Les ligaments croisés du genou sont situés au centre de l'articulation.
Ils forment ce qu’on appelle le pivot central du genou et s’opposent aux déplacement du genou vers l’avant et en rotation interne (ligament croisé antérieur) ou vers l’arrière (ligament croisé postérieur). Les traumatismes sportifs, essentiellement par torsion violente, peuvent les rompre. Un traitement chirurgical de réparation est parfois envisagé chez les sportifs.
Il s’oppose au déplacement vers l’avant du genou, ainsi qu’à une rotation interne excessive du tibia par rapport au fémur. Les ruptures du ligament croisé antérieur ( LCA) sont plus fréquentes que celles du ligament croisé postérieur (LCP). Il est oblique vers le haut, vers l’arrière, et en dehors, ce qui lui fait croiser le ligament postérieur (d’où le nom de "ligaments croisés"). Lorsque le tibia se tourne en dedans, les deux ligaments s’enroulent ensemble. Une torsion violente du genou peut rompre le LCA.
Le football et le ski sont les plus grands pourvoyeurs de lésions des ligaments croisés. Par exemple, une chute en ski survenant à vitesse réduite ou à l’arrêt, ne fait pas sauter la fixation. Le pied reste bloqué et la torsion du genou se fait contre résistance. Un craquement est perçu ainsi qu’une douleur violente.
Parfois la sensation d’instabilité est tout de suite ressentie. Secondairement apparaît un gonflement du genou. L’examen du genou confirme le diagnostic.

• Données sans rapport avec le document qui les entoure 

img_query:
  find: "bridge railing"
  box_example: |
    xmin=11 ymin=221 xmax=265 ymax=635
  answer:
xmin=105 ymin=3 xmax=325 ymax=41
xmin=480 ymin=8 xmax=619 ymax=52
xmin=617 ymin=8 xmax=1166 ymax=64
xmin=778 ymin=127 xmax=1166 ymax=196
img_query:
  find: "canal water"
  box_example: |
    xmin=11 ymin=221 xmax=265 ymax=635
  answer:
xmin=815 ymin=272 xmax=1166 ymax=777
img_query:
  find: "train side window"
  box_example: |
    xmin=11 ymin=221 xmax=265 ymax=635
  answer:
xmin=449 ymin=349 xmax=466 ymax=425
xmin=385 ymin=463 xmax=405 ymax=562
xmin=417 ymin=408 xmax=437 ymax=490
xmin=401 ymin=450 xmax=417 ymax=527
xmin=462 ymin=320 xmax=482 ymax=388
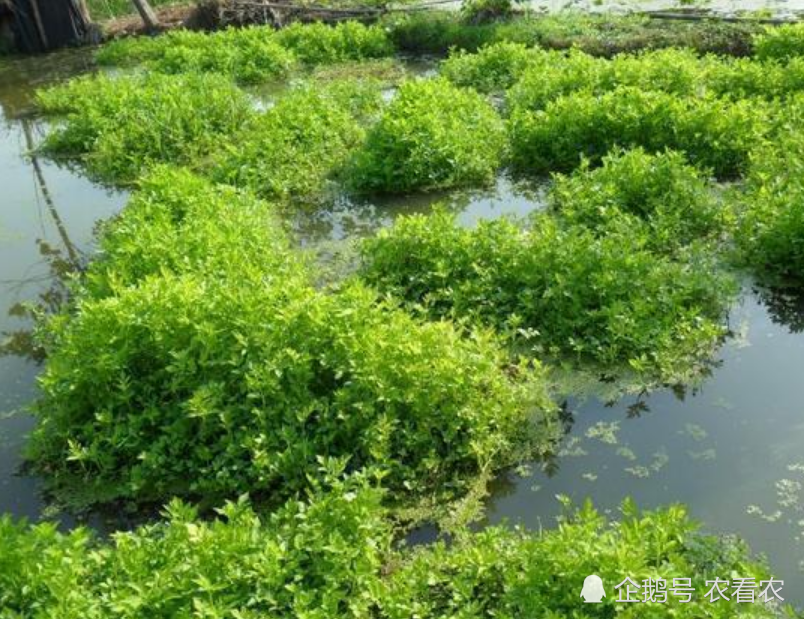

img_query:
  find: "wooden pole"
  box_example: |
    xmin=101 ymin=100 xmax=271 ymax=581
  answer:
xmin=132 ymin=0 xmax=160 ymax=30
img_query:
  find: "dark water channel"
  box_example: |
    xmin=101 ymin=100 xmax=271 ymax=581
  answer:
xmin=0 ymin=47 xmax=804 ymax=604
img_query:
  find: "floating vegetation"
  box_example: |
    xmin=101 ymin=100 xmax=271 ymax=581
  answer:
xmin=585 ymin=421 xmax=620 ymax=445
xmin=38 ymin=74 xmax=253 ymax=183
xmin=361 ymin=212 xmax=735 ymax=376
xmin=350 ymin=80 xmax=505 ymax=193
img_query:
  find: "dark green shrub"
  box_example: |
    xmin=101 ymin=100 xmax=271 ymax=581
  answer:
xmin=0 ymin=480 xmax=391 ymax=619
xmin=509 ymin=87 xmax=768 ymax=177
xmin=38 ymin=74 xmax=252 ymax=182
xmin=361 ymin=212 xmax=734 ymax=376
xmin=210 ymin=83 xmax=381 ymax=203
xmin=737 ymin=124 xmax=804 ymax=287
xmin=350 ymin=80 xmax=505 ymax=192
xmin=441 ymin=43 xmax=552 ymax=93
xmin=550 ymin=149 xmax=730 ymax=253
xmin=0 ymin=494 xmax=786 ymax=619
xmin=275 ymin=21 xmax=394 ymax=64
xmin=754 ymin=24 xmax=804 ymax=61
xmin=30 ymin=171 xmax=551 ymax=502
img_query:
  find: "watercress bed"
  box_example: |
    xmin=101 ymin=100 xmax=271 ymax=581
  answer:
xmin=0 ymin=13 xmax=804 ymax=619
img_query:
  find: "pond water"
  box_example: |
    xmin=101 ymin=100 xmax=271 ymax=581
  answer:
xmin=0 ymin=44 xmax=804 ymax=604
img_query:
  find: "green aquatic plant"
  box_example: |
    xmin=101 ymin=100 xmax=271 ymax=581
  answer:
xmin=0 ymin=492 xmax=785 ymax=619
xmin=97 ymin=26 xmax=296 ymax=84
xmin=753 ymin=24 xmax=804 ymax=62
xmin=349 ymin=79 xmax=505 ymax=193
xmin=209 ymin=81 xmax=381 ymax=204
xmin=509 ymin=87 xmax=769 ymax=177
xmin=37 ymin=74 xmax=253 ymax=183
xmin=361 ymin=212 xmax=735 ymax=376
xmin=275 ymin=21 xmax=395 ymax=65
xmin=30 ymin=171 xmax=553 ymax=503
xmin=97 ymin=22 xmax=394 ymax=84
xmin=440 ymin=42 xmax=556 ymax=93
xmin=549 ymin=149 xmax=733 ymax=253
xmin=737 ymin=122 xmax=804 ymax=288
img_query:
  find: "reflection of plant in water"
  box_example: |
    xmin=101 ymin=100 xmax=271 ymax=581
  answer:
xmin=586 ymin=421 xmax=620 ymax=445
xmin=755 ymin=287 xmax=804 ymax=333
xmin=746 ymin=462 xmax=804 ymax=570
xmin=0 ymin=239 xmax=79 ymax=362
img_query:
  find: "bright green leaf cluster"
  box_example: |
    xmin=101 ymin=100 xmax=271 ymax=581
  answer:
xmin=362 ymin=212 xmax=734 ymax=376
xmin=349 ymin=79 xmax=506 ymax=193
xmin=38 ymin=74 xmax=253 ymax=182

Il retrouve un "tiroir antérieur", c’est-à-dire, un déplacement vers l’avant du tibia par rapport au fémur. Les autres ligaments sont parfois également atteints (ligaments latéraux).
Une radiographie est faite pour dépister une fracture osseuse associée.
Une IRM (Imagerie par Résonance Magnétique) peut permettre d’évaluer l’état osseux, ligamentaire et méniscal.
Une arthroscopie n’est en général pas nécessaire.
Lorsque le LCA est rompu, il ne cicatrise pas spontanément. Si l’activité sportive est modérée et occasionnelle, on pourra envisager un traitement fonctionnel par rééducation (de manière à renforcer la musculature des cuisses et des jambes. Sinon, et principalement chez les sujets jeunes, ou en cas de laxité importante, il faudra envisager la chirurgie. Celle-ci vise non pas à réparer le ligament rompu, mais à le remplacer par une greffe prélevée en général sur le tendon rotulien.
C’est l’intervention dite de "Kenneth Jones". Il n’y a pas d’urgence à réaliser l’intervention. Au contraire, il vaut mieux attendre que le genou ait bien récupéré du traumatisme (en général au bout de deux mois). Par ailleurs, la rééducation est également associée à la chirurgie.